After the return of the brigadistas, 211 of them joined the United States Armed Forces
and became second lieutenants. Other brigadistas enlisted as soldiers. Many of them
served in the different branches of the United States Armed Forces for a number of
years. Those who remained in the Armed Forces of the United States as a career
achieved high ranks. One became major general of the National Guard, six colonel, 19
lieutenant colonel, 29 captain, and 64 lieutenant. They fought bravely in the 1965
invasion of the Dominican Republic and during the Vietnam War, where some died and
many were wounded in combat.
Other Brigade members joined the CIA and assisted our government to fight
communists in Latin America. Brigade Armed Forces officers and Brigade CIA officers
assisted several Central American and South American countries fight communist
insurgencies. Brigade 2506 pilots fought in the Republic of Congo against the
Communist Army led by Che Guevara. Two Brigade members working for the CIA
assisted the Bolivian army in capturing and executing Che Guevara.

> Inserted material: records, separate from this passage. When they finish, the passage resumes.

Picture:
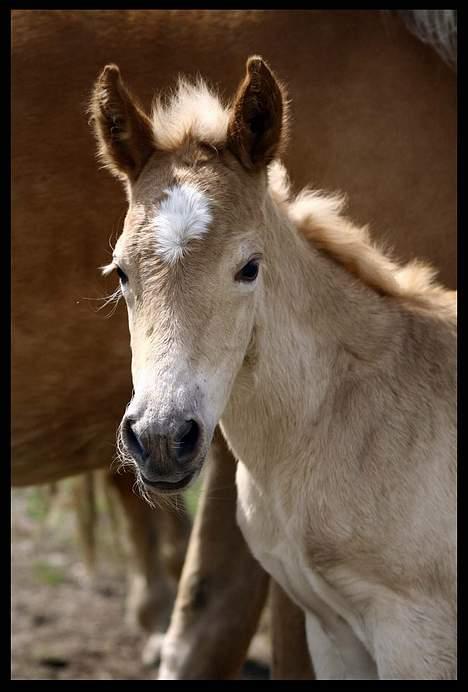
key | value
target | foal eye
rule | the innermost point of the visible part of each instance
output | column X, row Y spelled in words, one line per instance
column 249, row 272
column 122, row 276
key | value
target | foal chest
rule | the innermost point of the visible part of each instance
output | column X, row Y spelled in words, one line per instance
column 277, row 542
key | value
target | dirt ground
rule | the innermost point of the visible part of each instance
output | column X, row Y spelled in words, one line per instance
column 67, row 624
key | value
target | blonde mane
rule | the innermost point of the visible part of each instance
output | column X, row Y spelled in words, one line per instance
column 191, row 110
column 194, row 110
column 318, row 217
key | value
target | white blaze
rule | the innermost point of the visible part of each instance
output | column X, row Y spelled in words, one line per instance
column 184, row 215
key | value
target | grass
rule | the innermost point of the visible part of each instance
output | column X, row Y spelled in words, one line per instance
column 191, row 497
column 48, row 574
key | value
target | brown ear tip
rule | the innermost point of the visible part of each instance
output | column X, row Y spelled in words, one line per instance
column 255, row 63
column 111, row 73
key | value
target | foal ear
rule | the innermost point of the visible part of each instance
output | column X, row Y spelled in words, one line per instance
column 122, row 129
column 258, row 120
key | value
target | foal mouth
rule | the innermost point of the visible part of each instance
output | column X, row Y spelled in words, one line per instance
column 168, row 487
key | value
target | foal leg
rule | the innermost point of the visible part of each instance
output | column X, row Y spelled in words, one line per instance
column 290, row 653
column 151, row 592
column 222, row 589
column 336, row 652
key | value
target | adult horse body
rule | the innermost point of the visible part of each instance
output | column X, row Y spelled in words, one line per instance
column 385, row 111
column 332, row 369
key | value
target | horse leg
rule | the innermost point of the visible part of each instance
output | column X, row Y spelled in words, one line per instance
column 290, row 653
column 222, row 589
column 153, row 587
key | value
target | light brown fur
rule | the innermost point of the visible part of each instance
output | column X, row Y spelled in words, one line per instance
column 334, row 375
column 385, row 107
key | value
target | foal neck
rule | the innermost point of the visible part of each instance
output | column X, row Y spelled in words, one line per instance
column 316, row 328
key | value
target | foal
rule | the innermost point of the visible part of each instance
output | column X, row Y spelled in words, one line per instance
column 330, row 368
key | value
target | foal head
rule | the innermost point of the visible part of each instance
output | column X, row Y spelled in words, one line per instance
column 189, row 258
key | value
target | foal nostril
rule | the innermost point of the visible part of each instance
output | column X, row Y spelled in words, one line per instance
column 132, row 441
column 186, row 440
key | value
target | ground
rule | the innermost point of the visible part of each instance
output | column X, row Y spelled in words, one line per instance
column 66, row 623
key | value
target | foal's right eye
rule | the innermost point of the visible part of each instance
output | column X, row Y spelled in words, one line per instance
column 122, row 276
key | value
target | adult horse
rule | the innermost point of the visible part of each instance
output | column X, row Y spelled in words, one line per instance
column 384, row 115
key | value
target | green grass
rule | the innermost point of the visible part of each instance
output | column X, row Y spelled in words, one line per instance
column 48, row 574
column 191, row 497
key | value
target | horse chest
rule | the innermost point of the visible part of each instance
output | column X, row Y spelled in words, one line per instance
column 277, row 543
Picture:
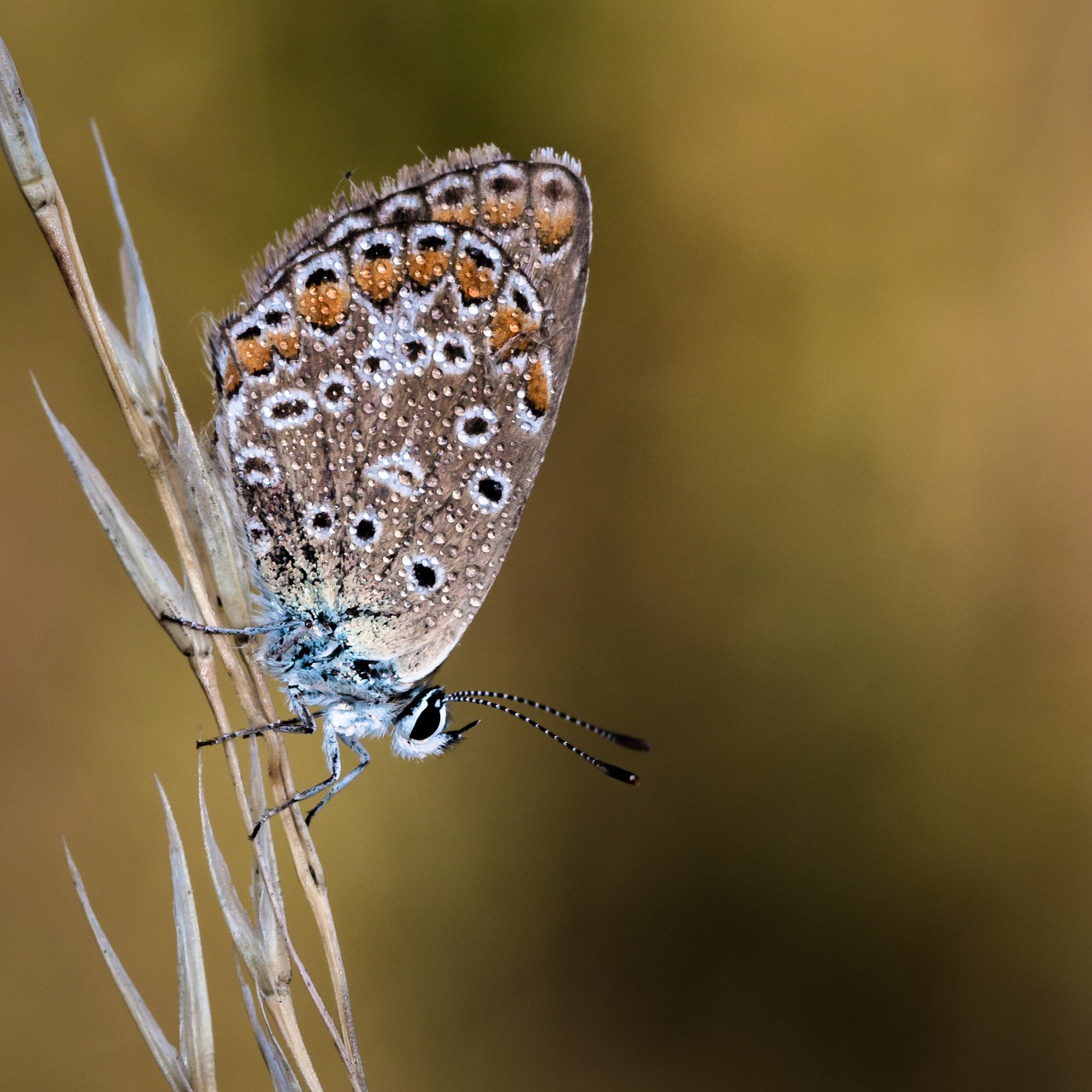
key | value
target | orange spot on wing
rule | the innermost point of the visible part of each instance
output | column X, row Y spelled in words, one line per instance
column 537, row 394
column 476, row 282
column 554, row 226
column 427, row 266
column 232, row 378
column 510, row 328
column 324, row 304
column 500, row 212
column 378, row 276
column 288, row 344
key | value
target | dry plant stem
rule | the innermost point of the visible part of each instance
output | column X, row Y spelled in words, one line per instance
column 151, row 433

Other Brigade members became successful entrepreneurs, elected and appointed
leaders, professionals in a variety of fields, and highly skilled workers. Several were
elected to the House of Representatives and Senate of the Florida Legislature. One is
still serving as a Metro-Dade Commissioner. One served as a member of the Miami-
Dade County School Board.
I became a writer and have written 21 books and hundreds of articles in newspapers
and magazines. I served in the Miami-Dade County Public Schools as a social studies
teacher, assistant principal, principal of three different schools, region director and
region superintendent, associate superintendent for curriculum, and interim deputy
superintendent of schools. Later I became associate professor at Florida International
University
The aftermath of the Bay of Pigs
The failure to overthrow the tyrannical and oppressive Castro dictatorship during the
Bay of Pigs invasion increased the exodus of Cuban immigrants to the United States
and specially to South Florida. More than 800,000 Cuban-Americans now live in Greater
Miami. They have helped transform Greater Miami into the prosperous and culturally
diverse international city that welcomed them. Cuban Americans can be found in all
professions and trades and they are making a valuable contribution to the city of Miami
and South Florida.
Greater Miami is today one of the most dynamic, multilingual, and culturally diverse
cities in the United States. Today, many Cuban Americans, who made up almost 60%
of the Hispanic population in the area, occupy important positions in government,
medicine, business, labor, science and technology, education, religion, the arts and
entertainment, and in all other professions.